Wednesday, March 21, 2012

Low-Carb and Low-Sugar Mint Chocolate Chip Cheesecake


I recently noticed something about myself.

It may be a combination of my OCD or the fact that I almost always feel overwhelmed but more than once a day it seems that I check my phone with the intentions of finding out the time only to realize a few short minutes later that I was not paying attention and did not in fact have a clue what time it was.

I feel like this isn't normal.

Someone help me.

Maybe I can blame Instagram. Yeah, Instagram distracts me.
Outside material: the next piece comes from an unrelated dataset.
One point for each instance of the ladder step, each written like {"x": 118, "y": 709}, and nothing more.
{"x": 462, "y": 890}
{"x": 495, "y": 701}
See? Anybody have any ideas on how to justify taking random pictures of nothing and spending too much time uploading them using various fun settings and looks? No?

I'll work on it.


This here recipe is one that took a lot of work. I actually made it for Christmas.

Procrastination what?

I offered to bring dessert (shocker) and was told my uncle recently started a low-carb/low-sugar diet. I started racking my brain on how to transform a cheesecake recipe to fit his dietary needs.


I wanted to make something festive and my mind instantly went to this little "hole in the wall" Italian restaurant that man of mine and I went to months ago. I had this smoked gouda mac and cheese with sausage and we finished our delightful meal sharing a mint chocolate chip cheesecake.

Yeah, it exists.


But not so much in "recipeland" so I decided to come up with one myself...that's also low in sugar and low in carbs. I combined about 997 recipes online and prayed to the cooking Gods...

Pretty sure I held my breath the entire time but low-and-behold (is that the appropriate phrase? meh...) it worked out! It was a hit and nobody could tell it was not only reduced sugar and carbs but also reduced fat.

Merry Christmas to all!


Low-Carb and Low-Sugar Mint Chocolate Chip Cheesecake
Dame Good

Ingredients:

Crust:
1 ½ cups ground almonds (or pecans or walnuts)
1 cup chocolate graham cracker crumbs
2 tablespoons Splenda sugar substitute
4 tablespoons melted light butter
2 tablespoons unsweetened cocoa powder

Cheesecake:
3 (8 ounce) boxes neufchatel cream cheese , room temp
1 cup reduced-fat sour cream
2 teaspoons peppermint extract
2 teaspoons green food coloring (or more if preferred)
1 1/2 cups dark chocolate chips
3 eggs
20 (1 g) packets Splenda sugar substitute or 1 ¼ cups Splenda granular
1/2 cup andes mint chips (optional)


Directions:

Crust:
Preheat oven to 350 degrees. Spray a 9" springform pan with cooking spray.

Place nuts in bowl of a food processor; pulse until ground into a meal. Add Splenda, butter and cocoa powder (optional) pulse to combine.

Transfer nut mixture to a 9" springform pan and gently press to form a crust on bottom of pan.

Bake at 350 degrees for 10 minutes Remove from oven and cool.

Cheesecake:
Mix cream cheese in mixer until smooth. Add sour cream. Add 1 egg at a time.

Add splenda, peppermint extract, green food coloring and mix until smooth. Add chocolate chips and mix until combined.

Spray that sides of springform pan with cooking spray and pour in cheesecake mixture. Top with andes mint chocolate chips. Place cheesecake in a larger pan with enough water so that the water goes up 1/3 to 1/2 up the side of your cheesecake.

Bake 38-45 minutes at 375 degrees until cheesecake is set.